Историки полагают, что у истоков создания НМД стоял школьный учитель Рей Джонсон, который в 30-е годы занимался электромеханическим устройством для считывания заполненных школьниками тестов. Обрабатывались такие данные на табуляторах, а это уже была вотчина IBM. И учителя привлекли к разработкам фирмы. Была создана отдельная лаборатория, которая занималась не только тестами, но и, например, табельными часами, которые автоматически отмечали время прихода и ухода сотрудников. В 1952 году в лаборатории задумались о переходе на магнитную память. В 1953 году ВВС США выдали заказ на картотеку из 50 тысяч записей. По сто символов на запись (перфокарта давала 80 символов на запись) уже требовали памяти на пять миллионов символов. В 1954 году произошло первое считывание записи с перфоленты, сохранение на диске, а затем запись на другую перфоленту. В декабре 1955 года архитектура RAMAC и НМД были запатентованы. Чуть ранее, в мае, появились первые упоминания о новом устройстве, а с начала 1956 года можно было уже заказывать будущую аренду новой ЭВМ IBM-305 с внешней памятью произвольного доступа IBM-360. И в сентябре того же года началось серийное производство.

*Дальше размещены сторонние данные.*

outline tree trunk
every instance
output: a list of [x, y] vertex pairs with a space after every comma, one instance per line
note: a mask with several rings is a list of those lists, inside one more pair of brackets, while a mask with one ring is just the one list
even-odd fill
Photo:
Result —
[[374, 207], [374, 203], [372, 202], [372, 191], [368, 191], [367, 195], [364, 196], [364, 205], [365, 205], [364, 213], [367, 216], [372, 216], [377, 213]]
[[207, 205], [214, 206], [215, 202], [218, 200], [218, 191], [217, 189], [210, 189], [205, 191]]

В ролике представлена система IBM-305 RAMAC c НМД IBM–350
Дальше была обычная история. Уменьшались размеры НМД, росли скорости записи/чтения, увеличивалась надёжность. Возникли конкуренты, в 16-разрядных персональных ЭВМ (типа IBM-PC XT) появился несъёмный НМД объёмом в те же 5 мегабайт. Если учесть, что съёмные диски, которыми комплектовались первые XT, имели ёмкость всего 360 Кбайт и (за счёт прямого контакта поверхности диска с головкой чтения записи) очень быстро изнашивались, то несъёмные диски (у которых головки за счёт аэродинамических «крылышек» летели над магнитной поверхностью, не касаясь) обладали очень высоким уровнем надёжности.
Понятно, что сегодня появились новые технологии. Например, SSD — твердотельные диски, не имеющие движущихся частей, — ещё проигрывают традиционным НМД по объёму и быстродействию, но разрыв сокращается, а отсутствие механики и, следовательно, очень высокий уровень надёжности при миниатюрных размерах и весьма больших объёмах памяти делают технологию весьма перспективной, но это уже другая история…
Почему же НМД вдруг стал «винчестером»? Мне нравится такая гипотеза: в 1973 году в IBM разрабатывали НМД большой ёмкости. Профессиональные байки утверждают, что имел место государственный заказ на устройство, у которого ёмкость будет 60 мегабайт, но больше 30 мегабайт в одном пакете дисков создать не удалось, и в дисководе IBM-3340 на одной оси (в одном двойном дисководе) разместили два пакета дисков по 30 мегабайт каждый с общим управлением и синхронизацией. Внутреннее название устройства — 30-30. В Европе с её многовековой историей это ни с чем не ассоциировалось, а в США с куцей историей и культом оружия все знали, что 30-30 — это маркировка патронов для ружья винчестер.
Надо сказать, что в российском компьютерном жаргоне термин винчестер ещё существует, а на Западе он уже — экзотическая история.